The company page description is the kind of standard copy that not many people review and update, but you may find that it has gotten a little dated. That product launch is no longer new. You have added new capabilities or new locations to your business. You might even have a new brand position that totally changes how you present your B2B company to the world. Making updates to this page is simple, and won’t take you very long if you already have the new copy available. (Tweet this idea)

2. Change Company Page Image

This image was probably uploaded when you created this page and it has a very corporate look. Consider changing this image seasonally, or change it to highlight a current promotion. Visual content is making waves on other platforms and you can take advantage of that here. Make sure you resize your image to 646 pixels x 220 pixels so it will appear as you expect it. Since followers don’t usually visit your company page, but view your updates in their feeds, consider a brief update about the new photo. (Tweet this idea)

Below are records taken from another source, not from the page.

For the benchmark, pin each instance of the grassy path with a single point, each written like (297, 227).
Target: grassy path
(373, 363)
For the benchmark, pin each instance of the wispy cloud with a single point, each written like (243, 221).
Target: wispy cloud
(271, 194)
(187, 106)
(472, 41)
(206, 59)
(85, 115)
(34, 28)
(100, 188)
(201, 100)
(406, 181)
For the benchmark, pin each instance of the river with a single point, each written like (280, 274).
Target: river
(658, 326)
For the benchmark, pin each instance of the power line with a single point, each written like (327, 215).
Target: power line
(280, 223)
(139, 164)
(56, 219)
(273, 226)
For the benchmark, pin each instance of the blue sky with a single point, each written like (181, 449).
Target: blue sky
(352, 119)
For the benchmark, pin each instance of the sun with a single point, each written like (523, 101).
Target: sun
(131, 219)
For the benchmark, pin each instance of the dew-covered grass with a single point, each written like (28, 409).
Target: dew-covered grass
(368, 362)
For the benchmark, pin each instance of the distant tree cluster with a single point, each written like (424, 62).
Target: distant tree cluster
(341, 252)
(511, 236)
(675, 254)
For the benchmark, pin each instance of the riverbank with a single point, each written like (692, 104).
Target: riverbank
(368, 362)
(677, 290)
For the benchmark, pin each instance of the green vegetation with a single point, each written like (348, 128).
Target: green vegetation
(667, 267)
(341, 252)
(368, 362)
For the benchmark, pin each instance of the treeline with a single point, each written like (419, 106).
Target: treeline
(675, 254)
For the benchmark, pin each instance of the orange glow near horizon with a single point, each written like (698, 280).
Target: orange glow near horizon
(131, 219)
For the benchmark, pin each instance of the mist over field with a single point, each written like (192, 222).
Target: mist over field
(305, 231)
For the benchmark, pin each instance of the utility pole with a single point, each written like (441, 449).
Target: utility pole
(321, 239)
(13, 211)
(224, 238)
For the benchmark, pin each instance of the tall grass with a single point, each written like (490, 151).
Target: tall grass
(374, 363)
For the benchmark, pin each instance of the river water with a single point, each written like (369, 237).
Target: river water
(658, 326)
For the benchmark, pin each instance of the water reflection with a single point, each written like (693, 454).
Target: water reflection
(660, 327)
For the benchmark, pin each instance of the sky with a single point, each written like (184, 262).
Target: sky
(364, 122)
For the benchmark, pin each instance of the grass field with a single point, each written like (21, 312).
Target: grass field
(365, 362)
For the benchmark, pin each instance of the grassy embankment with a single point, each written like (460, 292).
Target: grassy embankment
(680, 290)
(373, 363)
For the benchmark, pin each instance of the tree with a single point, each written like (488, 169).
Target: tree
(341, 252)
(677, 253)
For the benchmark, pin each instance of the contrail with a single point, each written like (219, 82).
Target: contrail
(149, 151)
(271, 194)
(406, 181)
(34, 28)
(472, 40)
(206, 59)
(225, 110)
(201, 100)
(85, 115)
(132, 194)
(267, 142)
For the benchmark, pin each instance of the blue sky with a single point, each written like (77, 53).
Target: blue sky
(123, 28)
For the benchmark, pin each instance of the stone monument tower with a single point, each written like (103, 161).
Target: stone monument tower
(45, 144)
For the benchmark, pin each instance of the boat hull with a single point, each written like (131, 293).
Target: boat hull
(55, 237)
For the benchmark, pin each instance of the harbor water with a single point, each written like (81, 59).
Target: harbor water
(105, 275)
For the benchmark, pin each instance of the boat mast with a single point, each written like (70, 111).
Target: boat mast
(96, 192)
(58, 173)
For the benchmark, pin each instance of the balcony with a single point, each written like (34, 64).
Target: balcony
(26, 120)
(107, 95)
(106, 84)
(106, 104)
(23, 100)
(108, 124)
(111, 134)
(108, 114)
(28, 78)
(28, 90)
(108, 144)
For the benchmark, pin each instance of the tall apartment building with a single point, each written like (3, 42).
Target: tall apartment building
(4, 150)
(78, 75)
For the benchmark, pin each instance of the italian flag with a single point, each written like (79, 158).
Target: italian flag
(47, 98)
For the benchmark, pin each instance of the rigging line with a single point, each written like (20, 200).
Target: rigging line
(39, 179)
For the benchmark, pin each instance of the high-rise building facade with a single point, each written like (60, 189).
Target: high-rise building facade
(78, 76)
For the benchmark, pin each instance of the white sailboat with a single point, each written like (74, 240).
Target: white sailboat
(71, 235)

3. Review Results of Posts

If you have not already been reviewing the results of your posts, this is a great time to do so. While it is easy to review likes and comments on LinkedIn, clicks on links that drive visitors to your blog or website are more important to track. This will help you understand what content drives engagement. You should be using a URL link shortener that lets you track clicks, as well as a web analytics tool that lets you track where traffic came from. Google Analytics tracks Social traffic by platform, and you can even look at it by individual post. (Tweet this idea)

4. Add Relevant Showcase Pages

If your company does not have any Showcase Pages, this is the perfect time to plan them. While these were created to replace individual product pages, it makes sense to create these as topical pages about areas of interest to your prospects and customers. This is an easy way to segment your audience and post content that is relevant for each segment. Consider adding two or three Showcase Pages, and make sure that you promote them on your main page and other appropriate channels. (Tweet this idea)

5. Create Editorial Calendar for Updates

If you already have an editorial calendar established for your other content, make sure you include your LinkedIn updates as part of it. After reviewing your successful posts, you should have a better idea of what works on LinkedIn. Focus on that content and develop a regular cadence of posting. Consistency is key to engagement from your B2B prospects and customers. (Tweet this idea)

6. Throw an Employee Lunch and Learn

Something that is often overlooked in updating a B2B company’s LinkedIn presence are your employees. Most, if not all, of your employees have personal LinkedIn profiles. Each one of those profiles links to your company page. Teach your employees the importance of supporting the company with their LinkedIn profiles. Providing lunch will entice them to attend a meeting. It can also be done virtually for distributed teams. You can explain your overall plans on LinkedIn and some of the ways they can help. Consider sharing the ideas in the rest of this post. (Tweet this idea)

7. Create a Standard Company Description for Employees

Even though an employee owns and manages their own LinkedIn profile, you can make suggestions for their job description. Many job descriptions begin with a description of the company. You should provide a standard, two to three sentence description of your B2B company that has the appropriate keywords and brand positioning. You cannot force your employees to use this, but you can explain why it is important. Each employee can market the company within their own network. This standard description helps employees appear in the right search results. (Tweet this idea)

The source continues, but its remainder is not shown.